Buttons were an inspired UI hack, but now we've got better options

If you’ve ever seen a child interact with an iPad, you’ve seen the power of the touch interface in action. Is this a sign of what’s to come — will we be touching and swiping screens rather tapping buttons? I reached out to Josh Clark (@globalmoxie), founder of Global Moxie and author of “Tapworthy,” to get his thoughts on the future of touch and computer interaction, and whether or not buttons face extinction.

Clark says a touch-based UI is more intuitive to the way we think and act in the world. He also says touch is just the beginning — speech, facial expression, and physical gestures are on they way, and we need to start thinking about content in these contexts.

Clark will expand on these ideas at Mini TOC Austin on March 9 in Austin, Texas.

Our interview follows.

Are we close to seeing the end of buttons?

Josh Clark: I frequently say that buttons are a hack, and people sometimes take that the wrong way.
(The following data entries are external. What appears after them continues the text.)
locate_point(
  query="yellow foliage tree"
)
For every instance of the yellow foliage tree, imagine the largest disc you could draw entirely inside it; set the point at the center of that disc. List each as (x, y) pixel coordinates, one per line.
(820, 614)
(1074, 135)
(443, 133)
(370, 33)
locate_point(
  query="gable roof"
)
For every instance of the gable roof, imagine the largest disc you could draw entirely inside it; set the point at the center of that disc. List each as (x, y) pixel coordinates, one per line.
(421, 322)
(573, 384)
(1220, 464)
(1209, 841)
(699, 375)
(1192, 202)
I don’t mean it in a particularly negative way. I think buttons are an inspired hack, a workaround that we’ve needed just to get stuff done. That’s true in the real world as well as the virtual: A light switch over here to turn on a light over there isn’t especially intuitive, and it’s something that has to be learned, and re-learned for every room we walk into. That light switch introduces a middle man, a layer of separation between the action and the thing you really want to work on, which is the light. The switch is a hack, but a brilliant one because it’s just not practical to climb up a ladder in a dark room to screw in the light bulb.

Buttons in interfaces are a similar kind of hack — an abstraction we’ve needed to make the desktop interface work for 30 years. The cursor, the mouse, buttons, tabs, menus … these are all prosthetics we’ve been using to wrangle content and information.
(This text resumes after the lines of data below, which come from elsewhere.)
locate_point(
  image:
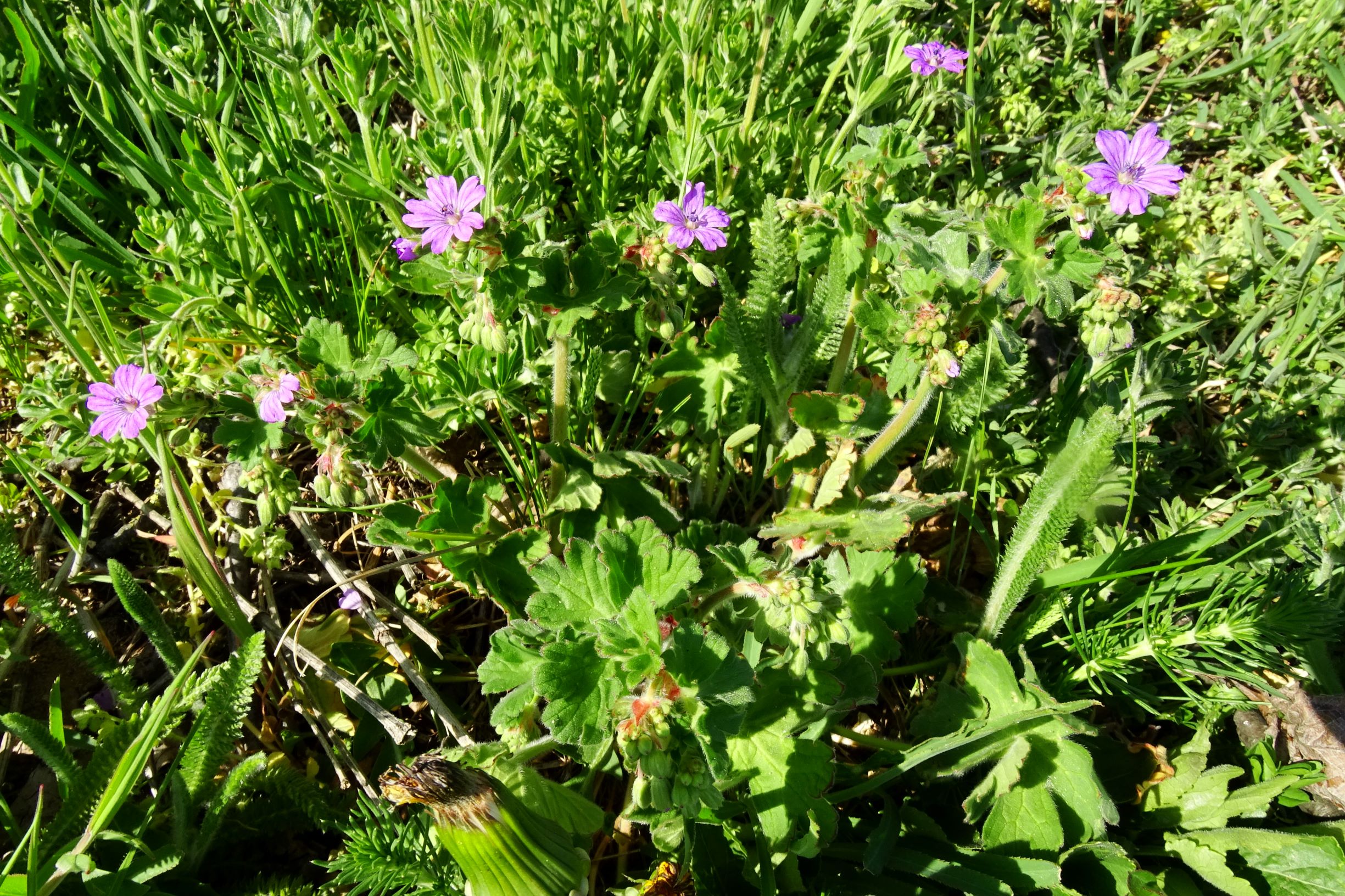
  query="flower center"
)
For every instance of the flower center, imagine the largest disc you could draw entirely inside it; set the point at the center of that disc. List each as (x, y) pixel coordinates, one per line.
(1130, 174)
With touchscreen interfaces, though, designers can create the illusion of acting on information and content directly, manipulating it like a physical object that you can touch and stretch and drag and nudge. Those interactions tickle our brains in different ways from how traditional interfaces work because we don’t have to process that middle layer of UI conventions. We can just touch the content directly in many cases. It’s a great way to help cut through complexity.

The result is so much more intuitive, so much more natural to the way we think and act in the world. The proof is how quickly people with no computing experience — people like toddlers and seniors — take so quickly to the iPad. They’re actually better with these interfaces than the rest of us because they aren’t poisoned by 30 years of desktop interface conventions. Follow the toddlers; they’re better at it than we are.

So, yes, in some contexts, buttons and other administrative debris of the traditional interface have run their course. But buttons remain useful in some contexts, especially for more abstract tasks that aren’t easily represented physically. The keyboard is a great example, as are actions like “send to Twitter,” which don’t have readily obvious physical components. And just as important, buttons are labeled with clear calls to action. As we turn the corner into popularizing touch interactions, buttons will still have a place.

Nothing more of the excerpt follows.